Brexit uncertainty hits recruitment and investment plans
Uncertainty following the vote to leave the EU has hit recruitment and investment plans for businesses, an authoritative study has revealed.
A survey of 7,000 firms showed that the UK economy is growing, but at a lower level than before the referendum.
The British Chambers of Commerce (BCC) said its poll painted a mixed picture, with improvements among manufacturers but a slowdown in growth in services.
The survey, covering the quarter after the referendum, showed that fewer firms in manufacturing and services are confident that their turnover and profits will improve in the next year.
Exchange rates were cited as a concern compared to three months ago.
Dr Adam Marshall, acting director general of the British Chambers of Commerce, said: "While many manufacturers have seen something of a bounce this summer, the UK's services sector has slowed significantly, and our data suggests that slower growth is likely in the months ahead.

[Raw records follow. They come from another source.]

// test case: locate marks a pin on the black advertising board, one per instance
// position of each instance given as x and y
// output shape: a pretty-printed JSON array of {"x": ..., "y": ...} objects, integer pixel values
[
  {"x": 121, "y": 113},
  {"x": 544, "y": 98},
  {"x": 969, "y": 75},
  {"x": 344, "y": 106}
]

"Although it is important not to take one quarter's figures in isolation, our survey does show that growth has slowed further since the EU referendum.
"Boosting business must be a key task for Government in the months ahead, particularly as forward confidence on turnover and profitability has flagged for firms across the UK.
"The Prime Minister has given businesses some clarity on the timetable for Article 50, and on short-term regulatory and legal issues.
"This is helpful, but needs to be followed up by a firm demonstration that the Government has a clear and coherent strategy to defend the UK's economic and business interests in the negotiations that lie ahead.
"Firms are concerned over investment, hiring, and profitability. The Chancellor's Autumn Statement is a crucial opportunity to incentivise business investment and overseas trade."
The BCC said decisions on infrastructure projects would boost business confidence and support investment.
A separate report by business advisers BDO LLP said manufacturers were feeling more "bullish" about the economic outlook, while short-term confidence among service firms had been hit.
After a difficult two years, sterling's weakness has made manufacturing more competitive overseas - boosting exports, a study found.
Spokesman Peter Hemington said the Government needed to announce a trade-friendly Brexit plan.